Боже, чуть не упустил одну деталь или событие, которое родители его восприняли трагически и даже поняли, что сын их явно дурак, несмотря на то что он — их сын, что это они его родили, воспитывали и думали о нем, как о мальчике ленивом, но определено умном, наделенном талантами… Правда, вот какими — этого они не знали, но таланты были, не могло их не быть: сын все же! Да, отчудил он, произвел вдруг впервые замеченную всеми нелепость: ушел в школу рабочей молодежи из вполне нормальной средней школы № 11. Ушел со скандалом семейным, с упрямством, которое можно обнаружить лишь у баранов да изрядной части хохляцкого народа.
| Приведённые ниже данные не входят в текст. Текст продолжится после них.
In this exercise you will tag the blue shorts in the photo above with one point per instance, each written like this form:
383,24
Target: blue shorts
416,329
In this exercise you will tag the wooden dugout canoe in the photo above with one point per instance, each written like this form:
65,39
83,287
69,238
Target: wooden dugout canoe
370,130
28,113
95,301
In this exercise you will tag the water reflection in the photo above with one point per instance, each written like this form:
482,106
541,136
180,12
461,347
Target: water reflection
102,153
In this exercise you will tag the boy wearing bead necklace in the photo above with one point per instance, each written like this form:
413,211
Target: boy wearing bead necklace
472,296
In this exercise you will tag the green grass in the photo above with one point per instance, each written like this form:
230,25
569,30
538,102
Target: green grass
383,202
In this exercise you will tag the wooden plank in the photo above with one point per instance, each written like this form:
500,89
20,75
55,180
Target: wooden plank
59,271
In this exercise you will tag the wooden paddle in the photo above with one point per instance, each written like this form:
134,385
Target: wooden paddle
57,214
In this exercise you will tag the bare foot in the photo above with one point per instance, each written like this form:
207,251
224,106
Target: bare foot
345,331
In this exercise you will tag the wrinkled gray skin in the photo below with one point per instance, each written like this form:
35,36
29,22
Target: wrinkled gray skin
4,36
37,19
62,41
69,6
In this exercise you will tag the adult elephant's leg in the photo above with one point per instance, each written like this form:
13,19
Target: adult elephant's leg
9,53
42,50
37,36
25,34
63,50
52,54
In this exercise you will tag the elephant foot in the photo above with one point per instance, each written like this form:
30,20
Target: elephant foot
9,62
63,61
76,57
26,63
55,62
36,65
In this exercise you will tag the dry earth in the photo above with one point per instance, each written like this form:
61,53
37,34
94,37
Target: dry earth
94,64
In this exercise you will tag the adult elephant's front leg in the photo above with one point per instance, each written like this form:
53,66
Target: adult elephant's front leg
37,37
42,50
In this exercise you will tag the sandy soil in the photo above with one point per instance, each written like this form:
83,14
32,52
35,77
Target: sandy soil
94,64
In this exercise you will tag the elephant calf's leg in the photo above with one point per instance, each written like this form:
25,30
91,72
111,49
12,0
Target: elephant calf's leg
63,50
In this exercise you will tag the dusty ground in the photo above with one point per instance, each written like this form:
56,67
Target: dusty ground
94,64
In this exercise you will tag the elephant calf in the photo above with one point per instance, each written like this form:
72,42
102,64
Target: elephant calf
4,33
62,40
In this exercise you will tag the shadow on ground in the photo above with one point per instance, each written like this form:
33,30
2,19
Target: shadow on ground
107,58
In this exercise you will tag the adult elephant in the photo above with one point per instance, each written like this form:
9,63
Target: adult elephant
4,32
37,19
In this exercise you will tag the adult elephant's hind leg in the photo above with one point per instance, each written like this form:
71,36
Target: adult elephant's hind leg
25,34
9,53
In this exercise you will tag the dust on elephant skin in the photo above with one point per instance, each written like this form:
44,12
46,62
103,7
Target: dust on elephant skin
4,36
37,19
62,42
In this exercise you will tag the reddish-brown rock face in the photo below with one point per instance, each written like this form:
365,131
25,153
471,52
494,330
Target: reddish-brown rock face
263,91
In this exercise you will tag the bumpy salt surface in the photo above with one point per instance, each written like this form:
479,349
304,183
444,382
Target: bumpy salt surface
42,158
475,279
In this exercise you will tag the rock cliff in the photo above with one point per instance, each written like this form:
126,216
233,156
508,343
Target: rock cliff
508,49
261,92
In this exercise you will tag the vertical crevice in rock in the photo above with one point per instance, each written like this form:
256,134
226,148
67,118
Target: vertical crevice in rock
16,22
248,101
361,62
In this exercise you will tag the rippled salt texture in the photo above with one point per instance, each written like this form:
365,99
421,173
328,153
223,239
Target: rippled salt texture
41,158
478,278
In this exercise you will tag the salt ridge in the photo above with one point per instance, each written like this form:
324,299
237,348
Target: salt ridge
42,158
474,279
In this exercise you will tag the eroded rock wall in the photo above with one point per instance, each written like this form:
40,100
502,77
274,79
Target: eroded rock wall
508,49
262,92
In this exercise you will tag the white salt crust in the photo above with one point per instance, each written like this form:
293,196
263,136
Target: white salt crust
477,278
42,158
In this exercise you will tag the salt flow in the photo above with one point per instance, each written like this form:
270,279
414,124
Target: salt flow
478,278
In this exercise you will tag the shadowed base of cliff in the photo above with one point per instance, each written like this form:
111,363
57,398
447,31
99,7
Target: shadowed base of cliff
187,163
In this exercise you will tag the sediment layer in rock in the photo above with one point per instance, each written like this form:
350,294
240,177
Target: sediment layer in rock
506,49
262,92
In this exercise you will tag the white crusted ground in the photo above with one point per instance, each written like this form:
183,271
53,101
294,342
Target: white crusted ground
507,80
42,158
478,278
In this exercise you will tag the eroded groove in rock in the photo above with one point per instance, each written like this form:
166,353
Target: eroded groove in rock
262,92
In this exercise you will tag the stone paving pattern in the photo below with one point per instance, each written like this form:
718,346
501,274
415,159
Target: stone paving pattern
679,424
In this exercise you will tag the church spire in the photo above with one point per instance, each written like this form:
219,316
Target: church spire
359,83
Аргумент, которым он доконал папу с мамой, был логичен и нелеп: ему очень хотелось очутиться как можно скорее в среде передового класса строителей коммунизма. Дело в том, что он спешил успеть насытить себя этим передовым, что никак не должно было пропустить этого, так как дальше должно было быть служение физике или, в крайнем случае, — литературе.